Genstat can import any single set of data that follows the following formatting rules:
- Data must be arranged in columns.
- There must be the same number of columns in each row so that the data forms a rectangle.
- The maximum number of characters in each row is 200.
- Values must be separated from each other by spaces or some other consistently used character such as a comma.
- The data may be preceded by a line giving the names of the columns.
- Data can be numbers or strings. Strings containing spaces or other separators must be enclosed in single quotes (see ‘Huang He’ in the image above) or a backslash character (\) which is the continuation character in the Genstat command language.
- Numerical data will be stored as variates, and strings will be stored in texts. Data can also be grouped automatically, to form factors.

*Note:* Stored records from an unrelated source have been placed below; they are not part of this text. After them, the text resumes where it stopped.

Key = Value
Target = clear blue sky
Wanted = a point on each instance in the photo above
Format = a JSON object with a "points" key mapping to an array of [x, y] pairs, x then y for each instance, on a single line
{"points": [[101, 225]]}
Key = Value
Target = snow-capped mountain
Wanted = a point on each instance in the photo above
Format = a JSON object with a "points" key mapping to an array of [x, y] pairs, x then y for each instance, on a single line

- You can start the file with comments that describe the data, as shown in the image above. Comments must be enclosed by double quotes (“) and the opening quote must be at the very beginning of the line.
- To import the text file select Data | Load | ASCII file.

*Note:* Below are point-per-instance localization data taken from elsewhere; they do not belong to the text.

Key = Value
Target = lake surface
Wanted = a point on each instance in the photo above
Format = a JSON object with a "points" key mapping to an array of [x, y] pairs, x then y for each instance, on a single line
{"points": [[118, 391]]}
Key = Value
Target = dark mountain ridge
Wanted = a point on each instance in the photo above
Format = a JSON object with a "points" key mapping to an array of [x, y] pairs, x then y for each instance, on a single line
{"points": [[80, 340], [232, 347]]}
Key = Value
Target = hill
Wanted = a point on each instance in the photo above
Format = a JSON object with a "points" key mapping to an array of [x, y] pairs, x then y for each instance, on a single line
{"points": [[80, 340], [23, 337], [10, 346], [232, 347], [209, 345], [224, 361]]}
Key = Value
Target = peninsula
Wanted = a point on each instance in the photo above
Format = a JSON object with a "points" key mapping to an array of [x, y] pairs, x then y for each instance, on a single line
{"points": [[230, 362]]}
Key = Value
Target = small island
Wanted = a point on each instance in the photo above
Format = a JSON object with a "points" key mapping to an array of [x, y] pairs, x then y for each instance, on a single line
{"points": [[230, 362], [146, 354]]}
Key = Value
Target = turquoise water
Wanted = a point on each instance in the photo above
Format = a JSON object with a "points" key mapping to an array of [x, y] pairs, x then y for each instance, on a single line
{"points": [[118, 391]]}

- Click Browse to locate your file. A preview of your selected file will display on the right.
- Select Display data in a spreadsheet.
- If the columns are already named select Read column names from file.
OR
To specify the names for each column enter them into the Names for data columns field, separating each name with a space or a comma. - Select other options as required then click OK.
If you imported any comments these will display in the Output window, but not in the spreadsheet.
Import options
Automatically group data | If selected Genstat will check the number of distinct values in each column and determine if that column should be converted to a factor. Columns that contain fewer distinct values than specified in the Maximum number of categories field will be automatically converted into factors, with numeric levels or text labels created as appropriate. |
Maximum number of categories | Specifies the maximum number of categories to use when automatically forming factors from the data. For example, if you have a column Gender with values Male, Female and Unspecified you can convert this to a factor by entering a value of 3. |
Missing value indicator | Specifies the character used to indicate missing data values. Values that begin with this character will be read in as missing. For example, if ‘-‘ is the missing value indicator, any negative numbers will be stored as a missing value. |
Data separator | Specifies the character used to separate data values in the file, such as a comma. White space (spaces, tabs, etc.) can always be used in addition to the specified data separator. |
Display | Specifies which information is displayed in the Output window when loading data from the file (see image below). |